Nós realmente começamos a trabalhar juntos – ajudamos a equipe dele, Fundação Anticorrupção (ACF), para fazer o primeiro filme investigativo de grande repercussão: sobre Procurador-Geral Chaika. Esse filme tem 26 milhões de visualizações hoje. Até agora, a ACF lançou dezenas de outros grandes filmes investigativos. E estou orgulhoso de ter existido desde o início.

No final de 2015, escrevi um livro chamado Todos os homens do Kremlin. Dentro do Tribunal de Vladimir Putin. Um capítulo desse livro era sobre Alexei — embora ele nunca tenha pertencido àquela corte. No entanto, ele sempre foi seu principal inimigo.

Cada capítulo começava com um retrato do personagem, e descrevi Navalny da seguinte forma:

“Alexei Navalny é um alienígena. À primeira vista, ele parece uma pessoa comum, e ao observá-lo andando pelas ruas ou andando de transporte público, você pode inadvertidamente pensar que ele é um homem comum. Em suma, ele faz tudo o que as pessoas comuns fazem e o que os principais funcionários do governo e as estrelas não fazem. Mas as aparências enganam. Navalny usa uma máscara humana, como um extraterrestre num filme de ficção científica, para esconder a sua verdadeira identidade – a de um político.
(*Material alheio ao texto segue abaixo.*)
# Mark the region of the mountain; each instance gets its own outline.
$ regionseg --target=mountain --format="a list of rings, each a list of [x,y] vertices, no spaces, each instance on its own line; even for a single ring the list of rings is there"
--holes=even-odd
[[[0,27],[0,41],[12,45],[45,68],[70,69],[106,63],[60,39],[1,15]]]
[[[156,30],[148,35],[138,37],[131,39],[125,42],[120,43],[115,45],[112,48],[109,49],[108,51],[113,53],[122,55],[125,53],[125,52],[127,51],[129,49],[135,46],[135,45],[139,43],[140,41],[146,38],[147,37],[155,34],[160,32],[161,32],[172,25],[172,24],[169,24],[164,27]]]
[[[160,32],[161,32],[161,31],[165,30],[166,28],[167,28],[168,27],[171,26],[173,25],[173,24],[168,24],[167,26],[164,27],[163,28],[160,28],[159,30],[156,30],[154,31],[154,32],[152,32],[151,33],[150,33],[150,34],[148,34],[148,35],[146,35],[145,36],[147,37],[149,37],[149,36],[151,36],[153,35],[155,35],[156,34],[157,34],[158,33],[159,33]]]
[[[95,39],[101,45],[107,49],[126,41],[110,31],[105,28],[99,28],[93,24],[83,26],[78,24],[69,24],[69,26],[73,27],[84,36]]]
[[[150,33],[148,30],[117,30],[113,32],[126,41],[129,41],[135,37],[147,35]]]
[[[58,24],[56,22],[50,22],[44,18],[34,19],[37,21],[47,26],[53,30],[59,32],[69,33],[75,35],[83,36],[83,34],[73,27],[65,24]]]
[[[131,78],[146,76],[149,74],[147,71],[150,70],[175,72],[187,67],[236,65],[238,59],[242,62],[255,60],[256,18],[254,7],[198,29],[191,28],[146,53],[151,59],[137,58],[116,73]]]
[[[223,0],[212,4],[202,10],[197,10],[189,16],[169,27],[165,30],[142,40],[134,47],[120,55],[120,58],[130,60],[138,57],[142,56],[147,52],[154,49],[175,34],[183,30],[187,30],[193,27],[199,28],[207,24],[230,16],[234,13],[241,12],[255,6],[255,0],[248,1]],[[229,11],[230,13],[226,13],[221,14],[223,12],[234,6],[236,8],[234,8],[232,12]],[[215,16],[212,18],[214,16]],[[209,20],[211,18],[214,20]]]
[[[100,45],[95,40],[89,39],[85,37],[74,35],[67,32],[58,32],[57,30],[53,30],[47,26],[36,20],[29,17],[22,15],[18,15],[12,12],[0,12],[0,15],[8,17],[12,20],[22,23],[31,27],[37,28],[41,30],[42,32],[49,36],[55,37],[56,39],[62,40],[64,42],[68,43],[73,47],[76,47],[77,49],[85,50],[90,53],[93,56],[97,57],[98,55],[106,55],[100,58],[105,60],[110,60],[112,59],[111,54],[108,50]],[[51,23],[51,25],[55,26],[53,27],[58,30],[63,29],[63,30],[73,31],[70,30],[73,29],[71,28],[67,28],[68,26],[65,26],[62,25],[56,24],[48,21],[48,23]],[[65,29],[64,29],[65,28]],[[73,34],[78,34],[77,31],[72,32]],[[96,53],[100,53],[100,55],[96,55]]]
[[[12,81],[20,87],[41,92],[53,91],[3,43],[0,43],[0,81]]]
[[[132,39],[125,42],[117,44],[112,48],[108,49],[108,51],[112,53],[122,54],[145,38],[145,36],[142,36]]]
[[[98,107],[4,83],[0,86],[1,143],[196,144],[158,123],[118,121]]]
A vida de Navalny é difícil. A máquina estatal está atrás dele e ele tem que lidar com isso de alguma forma. Por exemplo, ele não conduz com medo de que um “provocador” possa saltar para a frente do seu carro, o que poderá levar a que ele, Navalny, seja processado.

Navalny certamente sabe que é uma estrela. A prisão é talvez o último lugar onde Putin quer que ele esteja, já que isso o tornaria um mártir e aumentaria a sua popularidade. Navalny entende sua exclusividade. Ele é provavelmente o único verdadeiro político entre os 143 milhões de habitantes da Rússia…

Mas Navalny é uma pessoa única que fez uma escolha consciente. Até agora ele não tem poder, e talvez nunca tenha. Mas ele certamente sacrificou a oportunidade de levar uma vida normal, embora descreva isso como uma oportunidade de mudar a Rússia para melhor.

Se a Rússia tivesse um sistema político aberto, Navalny provavelmente não estaria sozinho. Mas porque isso não acontece, parece não haver mais ninguém louco o suficiente para trocar a vida pela política. Porque é que Navalny continua a acreditar que a sua hora chegará e que um dia poderá suceder a Putin como presidente? Só há uma explicação racional: ele é um alienígena.”

Eu era ingênuo naquela época – todos nós, inclusive Alexei, éramos ingênuos. Nunca acreditaríamos que Putin o quisesse morto. Porque pensávamos que ele não queria que Navalny fosse um mártir. Nós estávamos errados. Somos pessoas e muitas vezes as pessoas estão erradas.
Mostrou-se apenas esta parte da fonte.